Abstract
Incidence estimates for pituitary adenomas vary widely, suggesting the effects of numerous risk factors or varying levels of tumor surveillance. We studied the epidemiology of pituitary adenomas using 2004–2007 data collected by 17 Surveillance, Epidemiology, and End Results (SEER) Programs in the United States (N = 8,276). We observed that incidence rates generally increased with age and were higher in females in early life and higher in males in later life. Males are diagnosed with larger tumors on average than females. Diagnosis may be delayed for males, giving tumors a chance to grow larger before clinical detection. We also observed that American Blacks have higher incidence rates for pituitary adenomas compared with other ethnic groups. There are several potential explanations for this finding with some evidence that at least part of the effect may be due to differential diagnosis between races.
Keywords: pituitary, adenoma, incidence, race, sex
Pituitary adenomas are usually benign and indolent. While some lead to hormone hypersecretion, hypopituitarism, and neurologic dysfunction, many do not cause symptoms and remain undetected.
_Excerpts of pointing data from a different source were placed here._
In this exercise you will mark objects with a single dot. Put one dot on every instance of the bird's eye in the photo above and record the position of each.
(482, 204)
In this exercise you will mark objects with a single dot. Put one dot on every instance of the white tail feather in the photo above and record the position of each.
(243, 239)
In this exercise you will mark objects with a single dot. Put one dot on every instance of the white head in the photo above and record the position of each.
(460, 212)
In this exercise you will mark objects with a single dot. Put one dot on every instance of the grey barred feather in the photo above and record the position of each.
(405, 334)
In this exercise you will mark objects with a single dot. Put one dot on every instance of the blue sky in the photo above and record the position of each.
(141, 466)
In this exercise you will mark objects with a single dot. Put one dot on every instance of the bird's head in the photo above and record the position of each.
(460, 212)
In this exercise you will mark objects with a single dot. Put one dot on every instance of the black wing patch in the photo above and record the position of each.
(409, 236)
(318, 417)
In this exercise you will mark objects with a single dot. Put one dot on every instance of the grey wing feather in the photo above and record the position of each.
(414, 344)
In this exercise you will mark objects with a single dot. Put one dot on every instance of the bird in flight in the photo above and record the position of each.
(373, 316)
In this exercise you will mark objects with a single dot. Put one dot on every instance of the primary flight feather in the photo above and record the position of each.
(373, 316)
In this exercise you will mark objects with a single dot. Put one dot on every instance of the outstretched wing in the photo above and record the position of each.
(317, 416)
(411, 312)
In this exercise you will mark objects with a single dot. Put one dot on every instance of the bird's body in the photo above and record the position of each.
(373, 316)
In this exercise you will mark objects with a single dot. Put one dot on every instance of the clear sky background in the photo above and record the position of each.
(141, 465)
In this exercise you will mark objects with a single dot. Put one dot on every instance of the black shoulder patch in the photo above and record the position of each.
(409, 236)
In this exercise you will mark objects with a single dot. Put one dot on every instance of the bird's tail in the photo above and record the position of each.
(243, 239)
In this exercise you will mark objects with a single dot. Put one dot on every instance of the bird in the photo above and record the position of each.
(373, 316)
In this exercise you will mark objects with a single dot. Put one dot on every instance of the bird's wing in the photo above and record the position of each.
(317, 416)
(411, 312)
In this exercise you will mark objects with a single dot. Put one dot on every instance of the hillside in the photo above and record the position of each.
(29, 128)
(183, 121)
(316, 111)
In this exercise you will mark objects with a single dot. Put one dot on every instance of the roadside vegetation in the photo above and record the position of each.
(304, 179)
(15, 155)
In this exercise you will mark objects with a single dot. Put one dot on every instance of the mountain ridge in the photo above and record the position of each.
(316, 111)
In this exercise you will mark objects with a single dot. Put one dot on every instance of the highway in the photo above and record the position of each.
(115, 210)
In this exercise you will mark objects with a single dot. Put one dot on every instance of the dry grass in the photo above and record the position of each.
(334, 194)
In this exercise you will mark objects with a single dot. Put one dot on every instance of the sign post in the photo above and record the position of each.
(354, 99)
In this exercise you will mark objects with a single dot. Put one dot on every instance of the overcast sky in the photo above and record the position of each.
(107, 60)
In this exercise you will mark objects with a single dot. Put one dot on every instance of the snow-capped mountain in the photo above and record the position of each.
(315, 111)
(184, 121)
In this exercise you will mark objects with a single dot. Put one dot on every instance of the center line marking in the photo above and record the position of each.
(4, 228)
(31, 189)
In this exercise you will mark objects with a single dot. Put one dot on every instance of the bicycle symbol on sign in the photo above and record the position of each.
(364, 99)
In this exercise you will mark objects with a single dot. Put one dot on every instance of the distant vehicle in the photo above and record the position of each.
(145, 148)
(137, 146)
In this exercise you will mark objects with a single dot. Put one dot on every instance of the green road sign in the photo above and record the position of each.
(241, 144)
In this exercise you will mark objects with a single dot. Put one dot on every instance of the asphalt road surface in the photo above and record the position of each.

Indeed, autopsy and radiographic data indicate that these tumors are actually relatively common with overall prevalence rates varying from 10 to 22% [1,2] (although such studies are certainly subject to selective factors). The wide range of incidence rates across individual studies [3], suggests that numerous risk factors may be responsible or that varying levels of tumor surveillance are operative. It is well established that pituitary adenomas arise from clonal expansion of mutated somatic cells but the causative mechanism involved in tumorigenesis remains to be established. Some specific genes appear to predispose to pituitary tumor formation while oncogenes do not play a role in pituitary tumor formation [4].
Hemminki, Försti, and Ji [5] found an interaction between sex and age for incidence of pituitary adenoma. Female incidence rates were higher than males up to about 30 years of age when the pattern was reversed. This has been attributed to earlier and more noticeable symptoms of associated hyperprolactinemia in females [6] (e.g., amenorrhea and galactorrhea). The most prominent symptom of hyperprolactinemia in males is decreased libido, which is not as easily diagnosed [7].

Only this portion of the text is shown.